I have found that, in the African-American oral tradition, if the words are enunciated eloquently enough, no one examines the meaning for definitive truth.
—Biracial novelist Mat Johnson, Loving Day, 2015
America’s foremost public intellectual, Ta-Nehisi Coates, has published a new best-selling minibook, Between the World and Me, that’s interesting for what it reveals about a forbidden subject: the psychological damage done by pervasive black violence to soft, sensitive, bookish souls such as Coates. The Atlantic writer’s black radical parents forced the frightened child to grow up in Baltimore’s black community, where he lived in constant terror of the other boys. Any white person who wrote as intensely about how blacks scared him would be career-crucified out of his job, so it’s striking to read Coates recounting at length how horrible it is to live around poor blacks if you are a timid, retiring sort.
Coates’ lack of physical courage is a common and perfectly reasonable trait, although writers typically cover it up. For example, Hunter S. Thompson transmuted his recurrent paranoia about impending carnage (which beset him even in venues as family-friendly as the Circus-Circus casino) into hallucinatory comedy in Fear and Loathing in Las Vegas.
Coates, however, is humorless. Worse, his fans have encouraged him to believe he is the second coming of James Baldwin, egging him on to indulge in a prophetic-hysteric-postmodern style that is easier to parody (e.g., just repeat endlessly the phrase “black bodies” and the distractingly stupid formulation “people who believe they are white”) than it is to endure over even the course of Coates’ very short second autobiography. (As with the president, both of Coates’ books are memoirs.)
White writers have seldom had the courage to confess their fear of black violence so fully, at least not since 1963, when Norman Podhoretz responded to the hullabaloo over James Baldwin with an essay about growing up in Brooklyn in the 1930s and 1940s:
And so for a long time I was puzzled to think that…Negroes were supposed to be persecuted when it was the Negroes who were doing the only persecuting I knew about—and doing it, moreover, to me…. A city boy’s world is contained within three or four square blocks, and in my world it was the whites, the Italians and Jews, who feared the Negroes, not the other way around. The Negroes were tougher than we were, more ruthless, and on the whole they were better athletes…. Yet my sister’s opinions, like print, were sacred, and when she told me about exploitation and economic forces I believed her. I believed her, but I was still afraid of Negroes.
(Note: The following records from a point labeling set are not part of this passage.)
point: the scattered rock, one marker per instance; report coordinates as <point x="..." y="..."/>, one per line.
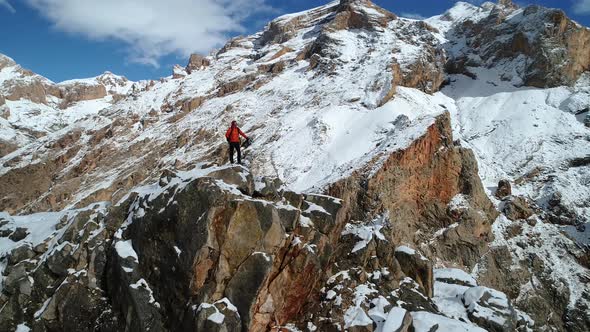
<point x="196" y="62"/>
<point x="504" y="189"/>
<point x="490" y="309"/>
<point x="417" y="267"/>
<point x="19" y="234"/>
<point x="20" y="253"/>
<point x="517" y="208"/>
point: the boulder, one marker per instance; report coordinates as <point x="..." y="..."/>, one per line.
<point x="196" y="62"/>
<point x="236" y="175"/>
<point x="269" y="188"/>
<point x="221" y="316"/>
<point x="559" y="213"/>
<point x="19" y="234"/>
<point x="410" y="296"/>
<point x="417" y="267"/>
<point x="504" y="189"/>
<point x="246" y="283"/>
<point x="20" y="253"/>
<point x="517" y="208"/>
<point x="490" y="309"/>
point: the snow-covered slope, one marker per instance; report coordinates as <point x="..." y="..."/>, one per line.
<point x="325" y="93"/>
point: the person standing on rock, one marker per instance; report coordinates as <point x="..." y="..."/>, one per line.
<point x="233" y="138"/>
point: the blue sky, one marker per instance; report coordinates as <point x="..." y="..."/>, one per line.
<point x="143" y="39"/>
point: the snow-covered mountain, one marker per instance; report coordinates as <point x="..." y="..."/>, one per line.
<point x="407" y="126"/>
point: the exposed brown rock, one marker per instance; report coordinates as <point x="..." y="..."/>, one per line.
<point x="504" y="189"/>
<point x="235" y="85"/>
<point x="196" y="62"/>
<point x="351" y="14"/>
<point x="277" y="55"/>
<point x="415" y="185"/>
<point x="517" y="208"/>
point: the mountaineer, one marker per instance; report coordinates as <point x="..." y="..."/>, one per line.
<point x="233" y="138"/>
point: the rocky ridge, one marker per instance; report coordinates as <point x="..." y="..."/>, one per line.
<point x="406" y="212"/>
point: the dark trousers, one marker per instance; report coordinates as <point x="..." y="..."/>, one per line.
<point x="236" y="146"/>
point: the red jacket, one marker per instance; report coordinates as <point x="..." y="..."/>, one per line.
<point x="233" y="134"/>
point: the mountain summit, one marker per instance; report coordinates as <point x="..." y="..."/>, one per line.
<point x="405" y="175"/>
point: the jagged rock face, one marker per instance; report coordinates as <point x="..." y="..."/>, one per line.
<point x="172" y="108"/>
<point x="137" y="265"/>
<point x="547" y="54"/>
<point x="196" y="62"/>
<point x="415" y="186"/>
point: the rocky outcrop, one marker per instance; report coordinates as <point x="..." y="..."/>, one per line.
<point x="415" y="186"/>
<point x="504" y="189"/>
<point x="214" y="244"/>
<point x="360" y="14"/>
<point x="196" y="62"/>
<point x="543" y="55"/>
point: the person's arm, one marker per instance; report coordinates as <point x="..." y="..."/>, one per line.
<point x="241" y="133"/>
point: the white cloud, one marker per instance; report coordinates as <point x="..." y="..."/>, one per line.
<point x="413" y="16"/>
<point x="7" y="6"/>
<point x="152" y="29"/>
<point x="582" y="7"/>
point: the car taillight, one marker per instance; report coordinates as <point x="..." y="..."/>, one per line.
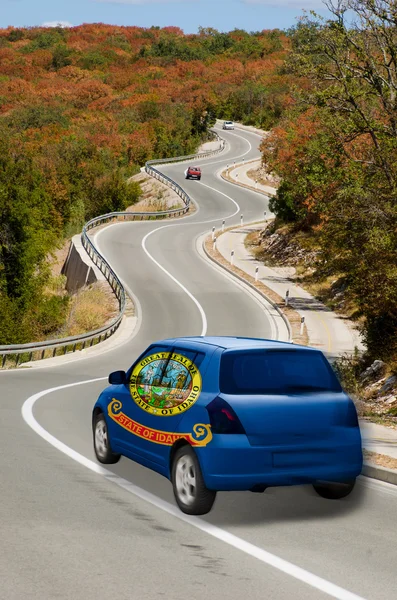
<point x="223" y="419"/>
<point x="347" y="415"/>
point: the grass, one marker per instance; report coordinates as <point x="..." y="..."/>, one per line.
<point x="380" y="459"/>
<point x="89" y="309"/>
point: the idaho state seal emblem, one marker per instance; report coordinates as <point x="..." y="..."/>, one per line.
<point x="165" y="384"/>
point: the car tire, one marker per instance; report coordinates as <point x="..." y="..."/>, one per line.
<point x="334" y="491"/>
<point x="102" y="448"/>
<point x="191" y="494"/>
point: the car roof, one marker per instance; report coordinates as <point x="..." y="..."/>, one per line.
<point x="233" y="343"/>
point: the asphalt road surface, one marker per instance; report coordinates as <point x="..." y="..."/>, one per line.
<point x="71" y="529"/>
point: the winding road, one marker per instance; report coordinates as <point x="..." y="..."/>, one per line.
<point x="71" y="529"/>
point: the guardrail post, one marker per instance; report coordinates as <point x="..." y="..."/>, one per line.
<point x="302" y="325"/>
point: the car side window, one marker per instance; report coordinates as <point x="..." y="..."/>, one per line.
<point x="161" y="382"/>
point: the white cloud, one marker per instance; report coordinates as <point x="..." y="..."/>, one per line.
<point x="57" y="24"/>
<point x="290" y="3"/>
<point x="140" y="2"/>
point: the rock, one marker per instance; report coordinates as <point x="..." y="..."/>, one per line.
<point x="375" y="369"/>
<point x="390" y="400"/>
<point x="389" y="384"/>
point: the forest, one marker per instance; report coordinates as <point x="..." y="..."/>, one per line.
<point x="335" y="149"/>
<point x="82" y="109"/>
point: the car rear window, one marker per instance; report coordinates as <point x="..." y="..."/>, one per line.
<point x="276" y="372"/>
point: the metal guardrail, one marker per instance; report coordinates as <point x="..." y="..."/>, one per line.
<point x="20" y="353"/>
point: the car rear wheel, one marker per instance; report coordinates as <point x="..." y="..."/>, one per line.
<point x="334" y="491"/>
<point x="191" y="494"/>
<point x="102" y="448"/>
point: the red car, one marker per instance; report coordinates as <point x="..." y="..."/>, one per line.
<point x="193" y="173"/>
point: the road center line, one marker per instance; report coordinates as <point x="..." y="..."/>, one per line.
<point x="332" y="590"/>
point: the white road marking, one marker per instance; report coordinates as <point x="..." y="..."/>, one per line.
<point x="266" y="557"/>
<point x="174" y="279"/>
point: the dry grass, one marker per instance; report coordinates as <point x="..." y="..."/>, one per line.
<point x="92" y="307"/>
<point x="263" y="178"/>
<point x="380" y="459"/>
<point x="225" y="175"/>
<point x="156" y="196"/>
<point x="292" y="315"/>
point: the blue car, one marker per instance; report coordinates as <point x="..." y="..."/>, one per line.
<point x="228" y="413"/>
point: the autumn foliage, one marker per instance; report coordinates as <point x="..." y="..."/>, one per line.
<point x="81" y="109"/>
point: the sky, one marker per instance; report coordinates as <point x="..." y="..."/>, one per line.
<point x="189" y="15"/>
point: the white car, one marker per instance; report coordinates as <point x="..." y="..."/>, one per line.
<point x="228" y="125"/>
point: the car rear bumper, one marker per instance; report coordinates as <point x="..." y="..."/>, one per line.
<point x="232" y="464"/>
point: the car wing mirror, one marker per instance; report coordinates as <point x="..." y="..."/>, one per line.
<point x="117" y="378"/>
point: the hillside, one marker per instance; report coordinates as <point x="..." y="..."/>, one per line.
<point x="81" y="109"/>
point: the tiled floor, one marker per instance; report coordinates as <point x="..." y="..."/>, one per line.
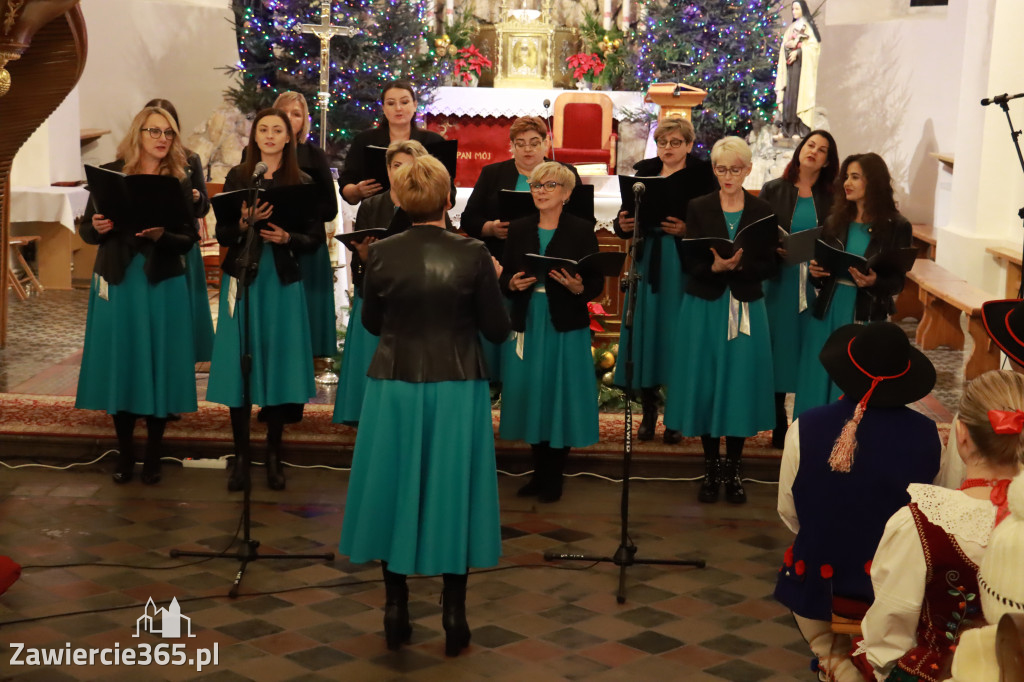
<point x="303" y="620"/>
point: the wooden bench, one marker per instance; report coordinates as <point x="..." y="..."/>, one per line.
<point x="924" y="240"/>
<point x="944" y="296"/>
<point x="1012" y="257"/>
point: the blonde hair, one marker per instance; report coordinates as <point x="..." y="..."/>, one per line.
<point x="998" y="389"/>
<point x="289" y="97"/>
<point x="422" y="188"/>
<point x="525" y="124"/>
<point x="410" y="146"/>
<point x="675" y="124"/>
<point x="556" y="171"/>
<point x="731" y="144"/>
<point x="130" y="148"/>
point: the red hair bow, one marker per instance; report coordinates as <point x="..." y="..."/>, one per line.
<point x="1007" y="421"/>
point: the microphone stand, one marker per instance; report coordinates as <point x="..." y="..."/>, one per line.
<point x="248" y="263"/>
<point x="626" y="554"/>
<point x="1015" y="135"/>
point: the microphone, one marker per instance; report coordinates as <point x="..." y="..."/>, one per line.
<point x="1000" y="99"/>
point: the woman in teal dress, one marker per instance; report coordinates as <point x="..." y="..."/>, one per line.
<point x="863" y="221"/>
<point x="549" y="394"/>
<point x="801" y="200"/>
<point x="317" y="274"/>
<point x="720" y="383"/>
<point x="139" y="356"/>
<point x="662" y="282"/>
<point x="199" y="297"/>
<point x="282" y="377"/>
<point x="378" y="211"/>
<point x="423" y="492"/>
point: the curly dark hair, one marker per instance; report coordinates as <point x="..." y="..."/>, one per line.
<point x="826" y="176"/>
<point x="880" y="205"/>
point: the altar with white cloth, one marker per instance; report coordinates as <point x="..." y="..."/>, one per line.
<point x="480" y="118"/>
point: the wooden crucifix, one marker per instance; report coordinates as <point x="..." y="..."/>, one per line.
<point x="326" y="31"/>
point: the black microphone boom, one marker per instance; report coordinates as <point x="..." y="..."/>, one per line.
<point x="1000" y="99"/>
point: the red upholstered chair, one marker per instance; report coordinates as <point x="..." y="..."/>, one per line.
<point x="583" y="129"/>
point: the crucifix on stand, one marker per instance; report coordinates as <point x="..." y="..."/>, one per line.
<point x="326" y="31"/>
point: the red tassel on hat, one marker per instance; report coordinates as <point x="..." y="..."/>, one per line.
<point x="846" y="444"/>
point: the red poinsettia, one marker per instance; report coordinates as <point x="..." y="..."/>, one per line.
<point x="470" y="59"/>
<point x="586" y="67"/>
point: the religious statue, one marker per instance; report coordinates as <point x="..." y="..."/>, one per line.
<point x="796" y="85"/>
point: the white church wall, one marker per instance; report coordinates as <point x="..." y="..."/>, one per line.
<point x="140" y="49"/>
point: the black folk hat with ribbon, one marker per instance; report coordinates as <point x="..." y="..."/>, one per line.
<point x="1005" y="324"/>
<point x="876" y="366"/>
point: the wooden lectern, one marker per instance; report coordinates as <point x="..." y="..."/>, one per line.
<point x="33" y="83"/>
<point x="675" y="98"/>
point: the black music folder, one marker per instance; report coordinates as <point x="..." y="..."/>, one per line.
<point x="294" y="206"/>
<point x="445" y="151"/>
<point x="605" y="263"/>
<point x="135" y="203"/>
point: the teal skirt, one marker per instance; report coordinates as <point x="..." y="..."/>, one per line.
<point x="138" y="353"/>
<point x="814" y="386"/>
<point x="785" y="325"/>
<point x="550" y="394"/>
<point x="359" y="348"/>
<point x="200" y="300"/>
<point x="283" y="367"/>
<point x="653" y="320"/>
<point x="423" y="492"/>
<point x="317" y="280"/>
<point x="719" y="387"/>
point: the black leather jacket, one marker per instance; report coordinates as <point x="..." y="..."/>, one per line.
<point x="427" y="294"/>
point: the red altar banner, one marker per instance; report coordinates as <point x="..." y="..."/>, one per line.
<point x="482" y="140"/>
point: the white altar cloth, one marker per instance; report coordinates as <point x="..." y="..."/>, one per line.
<point x="61" y="205"/>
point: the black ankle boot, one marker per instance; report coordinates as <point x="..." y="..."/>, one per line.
<point x="124" y="426"/>
<point x="454" y="613"/>
<point x="397" y="629"/>
<point x="732" y="475"/>
<point x="532" y="486"/>
<point x="713" y="471"/>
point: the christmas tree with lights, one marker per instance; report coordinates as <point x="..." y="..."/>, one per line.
<point x="275" y="55"/>
<point x="726" y="47"/>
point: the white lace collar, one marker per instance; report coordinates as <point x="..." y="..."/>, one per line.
<point x="958" y="514"/>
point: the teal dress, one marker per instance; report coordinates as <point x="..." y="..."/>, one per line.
<point x="782" y="301"/>
<point x="423" y="492"/>
<point x="317" y="281"/>
<point x="358" y="350"/>
<point x="283" y="367"/>
<point x="493" y="351"/>
<point x="199" y="299"/>
<point x="139" y="354"/>
<point x="550" y="393"/>
<point x="717" y="386"/>
<point x="654" y="316"/>
<point x="814" y="387"/>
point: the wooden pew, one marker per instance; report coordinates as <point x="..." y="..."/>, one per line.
<point x="1012" y="257"/>
<point x="944" y="296"/>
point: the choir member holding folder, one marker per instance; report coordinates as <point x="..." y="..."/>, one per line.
<point x="801" y="200"/>
<point x="139" y="355"/>
<point x="863" y="222"/>
<point x="720" y="383"/>
<point x="549" y="393"/>
<point x="398" y="105"/>
<point x="317" y="275"/>
<point x="284" y="223"/>
<point x="660" y="291"/>
<point x="195" y="269"/>
<point x="381" y="215"/>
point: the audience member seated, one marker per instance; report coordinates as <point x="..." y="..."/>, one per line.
<point x="880" y="374"/>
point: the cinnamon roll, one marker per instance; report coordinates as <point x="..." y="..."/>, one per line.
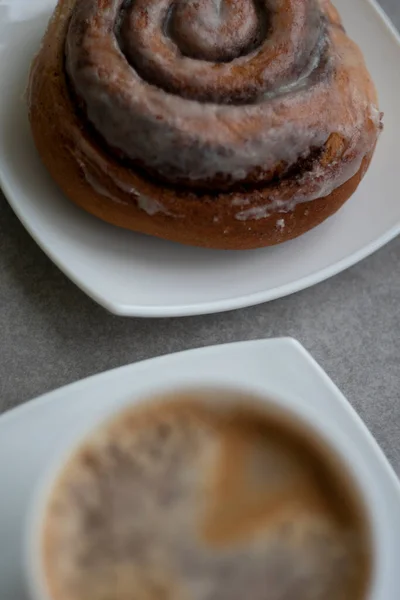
<point x="219" y="123"/>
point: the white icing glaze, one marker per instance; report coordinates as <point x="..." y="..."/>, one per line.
<point x="145" y="203"/>
<point x="220" y="138"/>
<point x="280" y="224"/>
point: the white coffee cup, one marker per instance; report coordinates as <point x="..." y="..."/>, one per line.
<point x="295" y="411"/>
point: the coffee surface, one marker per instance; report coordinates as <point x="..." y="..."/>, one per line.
<point x="186" y="500"/>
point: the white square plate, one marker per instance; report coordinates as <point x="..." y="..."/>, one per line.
<point x="29" y="435"/>
<point x="134" y="275"/>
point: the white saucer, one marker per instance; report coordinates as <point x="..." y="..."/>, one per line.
<point x="134" y="275"/>
<point x="29" y="435"/>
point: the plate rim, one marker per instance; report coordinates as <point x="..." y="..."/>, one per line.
<point x="215" y="306"/>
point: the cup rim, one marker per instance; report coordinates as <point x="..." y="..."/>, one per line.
<point x="292" y="407"/>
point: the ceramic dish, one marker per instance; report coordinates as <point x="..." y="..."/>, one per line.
<point x="31" y="434"/>
<point x="134" y="275"/>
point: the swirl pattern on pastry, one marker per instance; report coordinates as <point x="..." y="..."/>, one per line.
<point x="259" y="104"/>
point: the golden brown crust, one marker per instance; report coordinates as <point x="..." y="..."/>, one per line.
<point x="122" y="196"/>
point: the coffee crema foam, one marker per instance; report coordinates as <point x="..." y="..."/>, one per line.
<point x="192" y="500"/>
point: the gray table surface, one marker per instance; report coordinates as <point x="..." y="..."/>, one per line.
<point x="51" y="334"/>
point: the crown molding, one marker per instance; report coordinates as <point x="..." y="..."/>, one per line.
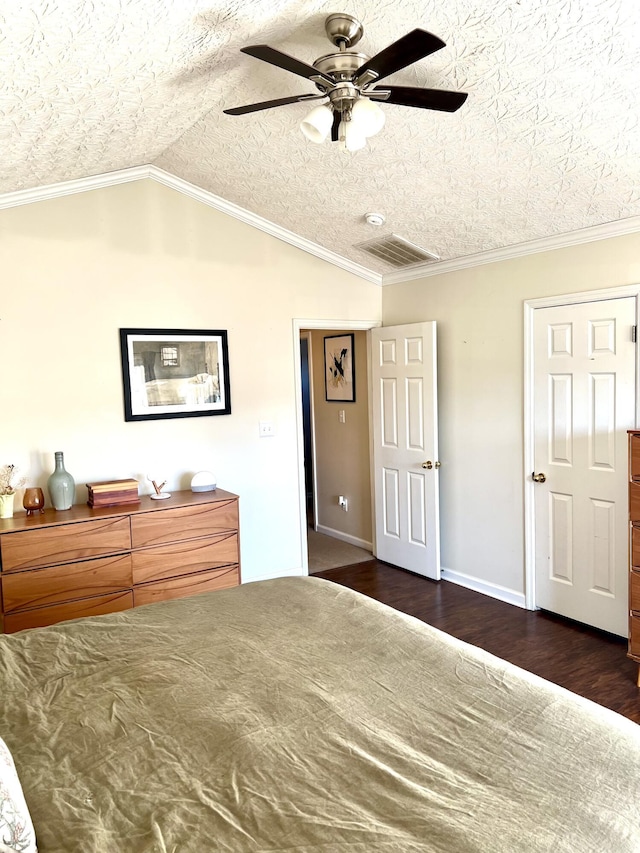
<point x="545" y="244"/>
<point x="617" y="228"/>
<point x="265" y="225"/>
<point x="137" y="173"/>
<point x="95" y="182"/>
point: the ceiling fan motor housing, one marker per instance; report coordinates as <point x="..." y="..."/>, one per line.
<point x="343" y="29"/>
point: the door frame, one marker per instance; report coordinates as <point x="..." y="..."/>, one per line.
<point x="530" y="307"/>
<point x="304" y="335"/>
<point x="299" y="325"/>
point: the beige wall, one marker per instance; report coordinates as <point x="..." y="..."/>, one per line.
<point x="342" y="449"/>
<point x="479" y="312"/>
<point x="76" y="269"/>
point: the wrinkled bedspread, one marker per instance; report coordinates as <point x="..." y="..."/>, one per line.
<point x="297" y="715"/>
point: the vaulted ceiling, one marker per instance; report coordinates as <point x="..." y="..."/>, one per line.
<point x="547" y="142"/>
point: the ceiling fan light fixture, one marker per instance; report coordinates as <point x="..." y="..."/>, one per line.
<point x="368" y="117"/>
<point x="317" y="124"/>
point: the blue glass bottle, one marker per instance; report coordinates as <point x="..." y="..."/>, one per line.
<point x="61" y="485"/>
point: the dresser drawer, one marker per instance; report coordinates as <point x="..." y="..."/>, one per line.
<point x="188" y="585"/>
<point x="42" y="616"/>
<point x="634" y="592"/>
<point x="64" y="543"/>
<point x="181" y="558"/>
<point x="634" y="636"/>
<point x="172" y="525"/>
<point x="39" y="587"/>
<point x="634" y="501"/>
<point x="634" y="457"/>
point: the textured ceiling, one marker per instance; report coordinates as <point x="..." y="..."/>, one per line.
<point x="547" y="142"/>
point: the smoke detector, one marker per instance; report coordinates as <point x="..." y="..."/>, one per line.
<point x="376" y="219"/>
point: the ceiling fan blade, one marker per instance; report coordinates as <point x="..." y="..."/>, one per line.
<point x="410" y="48"/>
<point x="265" y="105"/>
<point x="335" y="127"/>
<point x="283" y="60"/>
<point x="426" y="99"/>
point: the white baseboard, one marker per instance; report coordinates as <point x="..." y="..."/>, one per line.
<point x="344" y="537"/>
<point x="279" y="573"/>
<point x="510" y="596"/>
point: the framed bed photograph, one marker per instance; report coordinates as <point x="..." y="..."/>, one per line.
<point x="174" y="373"/>
<point x="339" y="369"/>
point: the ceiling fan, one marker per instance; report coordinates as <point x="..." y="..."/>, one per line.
<point x="348" y="83"/>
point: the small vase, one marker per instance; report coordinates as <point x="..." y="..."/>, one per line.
<point x="33" y="501"/>
<point x="61" y="485"/>
<point x="6" y="505"/>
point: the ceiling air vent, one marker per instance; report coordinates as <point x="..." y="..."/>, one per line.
<point x="397" y="251"/>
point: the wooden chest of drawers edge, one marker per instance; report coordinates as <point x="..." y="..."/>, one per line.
<point x="78" y="516"/>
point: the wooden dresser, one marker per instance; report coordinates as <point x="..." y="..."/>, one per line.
<point x="634" y="547"/>
<point x="84" y="561"/>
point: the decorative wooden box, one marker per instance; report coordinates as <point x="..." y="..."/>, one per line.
<point x="113" y="493"/>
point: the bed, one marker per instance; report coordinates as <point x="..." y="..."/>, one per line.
<point x="298" y="715"/>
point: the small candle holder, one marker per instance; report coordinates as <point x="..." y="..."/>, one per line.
<point x="157" y="487"/>
<point x="33" y="501"/>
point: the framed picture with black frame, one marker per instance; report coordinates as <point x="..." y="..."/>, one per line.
<point x="339" y="369"/>
<point x="174" y="373"/>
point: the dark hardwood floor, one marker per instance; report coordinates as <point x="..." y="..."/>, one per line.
<point x="582" y="659"/>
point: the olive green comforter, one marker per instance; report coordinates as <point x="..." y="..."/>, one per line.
<point x="296" y="715"/>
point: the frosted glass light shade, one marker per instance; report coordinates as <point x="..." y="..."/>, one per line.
<point x="368" y="117"/>
<point x="317" y="124"/>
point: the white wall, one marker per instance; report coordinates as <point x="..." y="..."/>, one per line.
<point x="76" y="269"/>
<point x="479" y="312"/>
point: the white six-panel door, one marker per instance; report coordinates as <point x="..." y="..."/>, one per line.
<point x="405" y="440"/>
<point x="584" y="401"/>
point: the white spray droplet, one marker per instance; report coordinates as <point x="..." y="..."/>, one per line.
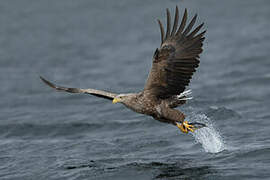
<point x="208" y="137"/>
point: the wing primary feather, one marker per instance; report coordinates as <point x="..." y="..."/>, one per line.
<point x="98" y="93"/>
<point x="175" y="24"/>
<point x="183" y="23"/>
<point x="168" y="24"/>
<point x="191" y="24"/>
<point x="193" y="33"/>
<point x="161" y="30"/>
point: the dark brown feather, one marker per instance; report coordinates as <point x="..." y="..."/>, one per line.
<point x="177" y="59"/>
<point x="98" y="93"/>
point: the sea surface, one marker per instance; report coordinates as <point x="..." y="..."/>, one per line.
<point x="109" y="45"/>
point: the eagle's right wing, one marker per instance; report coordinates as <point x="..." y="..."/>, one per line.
<point x="98" y="93"/>
<point x="177" y="58"/>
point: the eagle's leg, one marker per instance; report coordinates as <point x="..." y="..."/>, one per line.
<point x="185" y="127"/>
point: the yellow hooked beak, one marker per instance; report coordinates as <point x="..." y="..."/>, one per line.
<point x="116" y="100"/>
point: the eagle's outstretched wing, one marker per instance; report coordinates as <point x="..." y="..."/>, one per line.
<point x="177" y="58"/>
<point x="98" y="93"/>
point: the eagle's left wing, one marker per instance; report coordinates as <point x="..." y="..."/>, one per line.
<point x="98" y="93"/>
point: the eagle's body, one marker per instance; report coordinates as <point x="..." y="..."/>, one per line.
<point x="173" y="65"/>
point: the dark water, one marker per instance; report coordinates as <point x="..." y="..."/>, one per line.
<point x="109" y="45"/>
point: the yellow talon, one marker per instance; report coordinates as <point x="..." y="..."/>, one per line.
<point x="185" y="127"/>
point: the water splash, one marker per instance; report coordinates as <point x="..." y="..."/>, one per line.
<point x="208" y="137"/>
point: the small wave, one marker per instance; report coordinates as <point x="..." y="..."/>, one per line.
<point x="208" y="137"/>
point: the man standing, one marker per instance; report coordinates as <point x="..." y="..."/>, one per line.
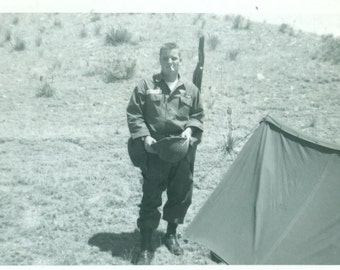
<point x="161" y="107"/>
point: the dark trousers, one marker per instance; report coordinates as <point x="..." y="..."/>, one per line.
<point x="177" y="180"/>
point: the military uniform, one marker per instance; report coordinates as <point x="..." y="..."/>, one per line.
<point x="156" y="111"/>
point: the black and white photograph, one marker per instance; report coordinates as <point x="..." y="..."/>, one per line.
<point x="188" y="133"/>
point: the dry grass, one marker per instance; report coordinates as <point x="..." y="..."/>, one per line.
<point x="330" y="49"/>
<point x="119" y="69"/>
<point x="19" y="44"/>
<point x="45" y="90"/>
<point x="69" y="193"/>
<point x="118" y="36"/>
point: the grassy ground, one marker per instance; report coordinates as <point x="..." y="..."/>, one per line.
<point x="69" y="194"/>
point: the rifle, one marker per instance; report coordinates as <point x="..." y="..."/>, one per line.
<point x="198" y="73"/>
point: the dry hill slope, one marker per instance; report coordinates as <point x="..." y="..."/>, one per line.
<point x="69" y="194"/>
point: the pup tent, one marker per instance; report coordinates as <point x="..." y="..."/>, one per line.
<point x="279" y="203"/>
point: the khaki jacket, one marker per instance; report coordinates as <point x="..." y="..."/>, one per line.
<point x="154" y="110"/>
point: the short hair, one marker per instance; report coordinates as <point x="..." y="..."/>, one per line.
<point x="170" y="46"/>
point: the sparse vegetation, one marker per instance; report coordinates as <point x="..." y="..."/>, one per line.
<point x="83" y="32"/>
<point x="97" y="30"/>
<point x="330" y="49"/>
<point x="286" y="29"/>
<point x="95" y="17"/>
<point x="15" y="20"/>
<point x="38" y="41"/>
<point x="19" y="44"/>
<point x="239" y="22"/>
<point x="229" y="142"/>
<point x="45" y="89"/>
<point x="8" y="35"/>
<point x="213" y="41"/>
<point x="57" y="23"/>
<point x="232" y="54"/>
<point x="119" y="69"/>
<point x="115" y="37"/>
<point x="197" y="18"/>
<point x="64" y="139"/>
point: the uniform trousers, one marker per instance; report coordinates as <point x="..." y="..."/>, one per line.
<point x="176" y="179"/>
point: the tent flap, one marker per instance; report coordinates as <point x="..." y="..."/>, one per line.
<point x="277" y="204"/>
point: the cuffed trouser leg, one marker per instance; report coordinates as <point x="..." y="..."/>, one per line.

In the 52 years since Podhoretz’s “My Negro Problem—And Ours,” overwhelming evidence has piled up validating the prescience of his boyhood traumas at the hands of black juvenile delinquents. But it’s precisely because the scale of black violence over the past half century is so blatantly obvious that white intellectuals have been largely self-silenced on the topic—even as the most cunning minds among today’s liberal whites plot to reverse the mistake their grandparents made in fearfully ceding much of the best urban turf to black criminality.
The central real estate question of this century has become: How can big cities drop their hot potato of poor urban blacks in the laps of naive suburbs and small towns? That helps explain the unhinged reaction among elites to Donald Trump publicly pointing out that Mexico isn’t sending us its highest-quality citizens to be our illegal aliens. The unspoken plan is to continue to use the more docile Hispanics newcomers to shove the more dangerous African-American citizens out of desirable cities; thus, only a class traitor like Trump would dare allude to the unfortunate side effects suffered by the rest of the country.
Despite all the violence Coates has suffered at the hands of other blacks, his racial loyalty remains admirably adamantine. Thus, his ploy, as psychologically transparent as it is popular with liberal whites, is to blame his lifelong petrified unhappiness on the white suburbanites he envied for being able to live far from black thugs.
Unfortunately for Coates’ persuasiveness, white people, unlike blacks, have never actually done anything terribly bad to him. The worst memory he can dredge up is the time an Upper West Side white woman pushed his 4-year-old son to get the dawdling kid to stop clogging an escalator exit. She even had the racist nerve to say, “Come on!”
Coates reacted as unreasonably as a guest star on Seinfeld would. Ever since this Escalator Incident, he’s been dwelling on how, while it might have looked like yet another example of blacks behaving badly, it was, when you stop to think about slavery and Crow (not to mention redlining), really all the fault of whites.